Aylarca yıllarca arar aşkından bir derbeder olur bulamadıkça vurur kendini yollara.. halini soranlara sadece Kardelen der Tabi kimse anlamaz adarı bir deli divanedir deyip gülüp geçerler
Zaten gören başka bir anlam veremez
Peki Adar böyle yanarken berfin nicedir ?
Güzelliğinden hiç eseri kalmamış ömrüyle kapanır odasına.ne bir ses ne de bir tepkisi vardır öyle sessizliğine gömülü içinde yaşar acısını
Kimi zaman kabuslarla uyanır adara kavuşamadığı için kimi zaman hülyalara dalar Adarı hayal eder
Böyle kavuşamamanın yarattığı cehennemde kavrulurken sevdalılar dua dua inler olurlar
Ve bir gün duanın kabul olma zamanıdır
Ham olan yanmıştır yanan pişmiştir
Aşka giden yolu bulan yüreklere müjde vardır Yaradandan
ikisi de aynı gün bir sesten irkilir uyanır uyanmaz yollara revan olur gittikçe yüreklerde bir ateş fitillenir yol kısalır
Ve günlerce kat edilen yolların ardında kendilerini yeniden keşiş bahçesinde bulurlar ikisi de şaşkındır bir an duraksar etraflarına bakar ve nasıl geldiklerini anlayamaz olurlar
Zaten artık anlamakta istemezler çünkü yürek yansıması karşılarında olur büyük bir hasretin pençesinde kavuşma anı gelmiştir Yaradana şükür eder gönüller
Sonra çözülür diller
´´Gönül bahçemin yeşerip solmayan kardeleni aşkından derbeder oldum nerelerdeydin ?

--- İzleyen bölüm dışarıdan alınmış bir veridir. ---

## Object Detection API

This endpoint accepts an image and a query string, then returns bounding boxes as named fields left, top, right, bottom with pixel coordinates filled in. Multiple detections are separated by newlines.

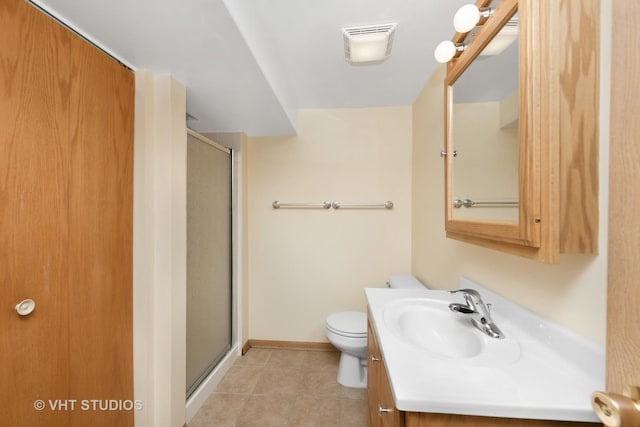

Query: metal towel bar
left=453, top=199, right=518, bottom=208
left=271, top=200, right=331, bottom=209
left=331, top=200, right=393, bottom=209
left=271, top=200, right=393, bottom=209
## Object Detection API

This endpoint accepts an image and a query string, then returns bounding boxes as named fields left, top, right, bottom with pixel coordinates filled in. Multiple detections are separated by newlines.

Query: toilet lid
left=327, top=311, right=367, bottom=338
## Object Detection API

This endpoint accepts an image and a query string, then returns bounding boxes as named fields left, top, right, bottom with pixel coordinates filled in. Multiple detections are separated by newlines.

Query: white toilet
left=326, top=274, right=426, bottom=388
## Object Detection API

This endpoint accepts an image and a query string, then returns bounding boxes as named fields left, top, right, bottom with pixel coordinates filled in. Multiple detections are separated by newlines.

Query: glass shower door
left=186, top=131, right=232, bottom=397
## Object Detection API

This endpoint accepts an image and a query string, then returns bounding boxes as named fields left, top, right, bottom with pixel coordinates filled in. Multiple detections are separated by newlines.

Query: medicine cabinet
left=442, top=0, right=599, bottom=263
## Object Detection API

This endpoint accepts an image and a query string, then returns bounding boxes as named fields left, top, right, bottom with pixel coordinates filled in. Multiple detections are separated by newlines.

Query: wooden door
left=607, top=0, right=640, bottom=393
left=0, top=0, right=135, bottom=427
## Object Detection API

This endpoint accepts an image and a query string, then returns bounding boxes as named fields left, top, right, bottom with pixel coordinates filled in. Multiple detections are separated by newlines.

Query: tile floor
left=188, top=348, right=367, bottom=427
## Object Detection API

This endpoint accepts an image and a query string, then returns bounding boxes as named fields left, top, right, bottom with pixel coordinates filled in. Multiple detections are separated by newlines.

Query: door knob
left=591, top=387, right=640, bottom=427
left=16, top=299, right=36, bottom=316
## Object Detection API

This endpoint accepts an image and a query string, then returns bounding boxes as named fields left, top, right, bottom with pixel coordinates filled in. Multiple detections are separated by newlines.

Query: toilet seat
left=327, top=311, right=367, bottom=338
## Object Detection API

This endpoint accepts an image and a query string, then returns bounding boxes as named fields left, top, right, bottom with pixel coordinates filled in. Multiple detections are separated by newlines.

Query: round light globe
left=453, top=4, right=480, bottom=33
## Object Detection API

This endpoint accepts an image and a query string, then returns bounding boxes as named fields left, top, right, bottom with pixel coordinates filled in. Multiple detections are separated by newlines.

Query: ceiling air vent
left=342, top=24, right=398, bottom=63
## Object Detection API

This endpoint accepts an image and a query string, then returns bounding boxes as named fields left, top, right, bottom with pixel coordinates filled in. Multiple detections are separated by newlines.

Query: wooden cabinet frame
left=444, top=0, right=599, bottom=263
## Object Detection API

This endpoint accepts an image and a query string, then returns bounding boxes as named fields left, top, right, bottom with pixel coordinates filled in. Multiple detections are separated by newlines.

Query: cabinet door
left=378, top=365, right=404, bottom=427
left=367, top=321, right=382, bottom=427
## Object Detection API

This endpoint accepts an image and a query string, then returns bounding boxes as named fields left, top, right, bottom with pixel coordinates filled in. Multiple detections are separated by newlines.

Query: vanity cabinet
left=367, top=316, right=404, bottom=427
left=442, top=0, right=599, bottom=263
left=367, top=313, right=601, bottom=427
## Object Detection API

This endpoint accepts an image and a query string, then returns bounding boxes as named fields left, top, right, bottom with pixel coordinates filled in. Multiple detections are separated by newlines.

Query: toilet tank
left=387, top=274, right=428, bottom=289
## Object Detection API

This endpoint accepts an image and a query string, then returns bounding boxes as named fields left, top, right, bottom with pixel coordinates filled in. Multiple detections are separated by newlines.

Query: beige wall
left=133, top=70, right=187, bottom=427
left=412, top=2, right=611, bottom=346
left=244, top=107, right=411, bottom=342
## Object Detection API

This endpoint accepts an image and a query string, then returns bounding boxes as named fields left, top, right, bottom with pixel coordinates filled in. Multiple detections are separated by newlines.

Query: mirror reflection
left=450, top=17, right=519, bottom=223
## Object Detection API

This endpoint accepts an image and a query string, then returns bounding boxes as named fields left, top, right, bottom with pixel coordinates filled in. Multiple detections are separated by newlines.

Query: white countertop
left=365, top=278, right=605, bottom=422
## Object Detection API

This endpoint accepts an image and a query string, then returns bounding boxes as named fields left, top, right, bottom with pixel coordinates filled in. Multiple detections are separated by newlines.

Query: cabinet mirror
left=444, top=0, right=539, bottom=246
left=450, top=15, right=519, bottom=223
left=443, top=0, right=599, bottom=262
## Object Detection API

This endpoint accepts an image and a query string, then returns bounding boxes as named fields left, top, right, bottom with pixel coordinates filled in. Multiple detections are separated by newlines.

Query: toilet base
left=338, top=351, right=367, bottom=388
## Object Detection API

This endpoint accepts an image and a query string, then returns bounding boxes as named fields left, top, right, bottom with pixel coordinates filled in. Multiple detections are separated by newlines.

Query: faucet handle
left=449, top=289, right=482, bottom=304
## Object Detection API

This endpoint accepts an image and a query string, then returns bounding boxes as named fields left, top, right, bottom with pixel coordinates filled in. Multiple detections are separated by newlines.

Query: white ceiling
left=33, top=0, right=472, bottom=136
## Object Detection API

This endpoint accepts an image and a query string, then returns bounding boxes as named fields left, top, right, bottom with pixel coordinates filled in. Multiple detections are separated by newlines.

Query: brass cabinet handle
left=378, top=403, right=393, bottom=416
left=591, top=386, right=640, bottom=427
left=15, top=299, right=36, bottom=316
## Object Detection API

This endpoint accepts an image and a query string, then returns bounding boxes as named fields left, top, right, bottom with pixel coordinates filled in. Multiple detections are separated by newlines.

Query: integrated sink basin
left=383, top=297, right=520, bottom=367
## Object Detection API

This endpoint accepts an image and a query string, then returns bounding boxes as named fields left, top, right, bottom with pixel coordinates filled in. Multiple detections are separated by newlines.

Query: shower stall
left=186, top=130, right=233, bottom=398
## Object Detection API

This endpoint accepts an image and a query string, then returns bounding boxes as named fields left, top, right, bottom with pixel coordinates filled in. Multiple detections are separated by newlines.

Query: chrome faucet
left=449, top=289, right=504, bottom=338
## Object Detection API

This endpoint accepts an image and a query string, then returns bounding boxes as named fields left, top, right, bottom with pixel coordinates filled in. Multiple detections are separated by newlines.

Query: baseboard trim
left=242, top=340, right=338, bottom=354
left=242, top=341, right=251, bottom=356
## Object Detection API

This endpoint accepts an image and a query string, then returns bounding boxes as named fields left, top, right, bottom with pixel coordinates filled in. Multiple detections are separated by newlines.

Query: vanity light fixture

-bedenim yoktu ruhumla yüreğindeydim
Ve ikiside hep bir ağızdan lakin aşka yanmak rabbe yanmaktı
Öyle ki yürekte rabbin ,ruh rabbin, gönül rabbin çünkü aşkın varlığı Rabbe giden yoldu
Rabbim için sevdim sevildim
Kavuşmaya da ,Kavuşmama ya da Amenna !
Şimdi sormak gerek ,´´ hangi gölge engel olmaya yetmişti ki ; Rabbin yazdığı aşkı değiştirmeye... ?
İşte Aşkın başladığı yerde yine aşk doğmuştu.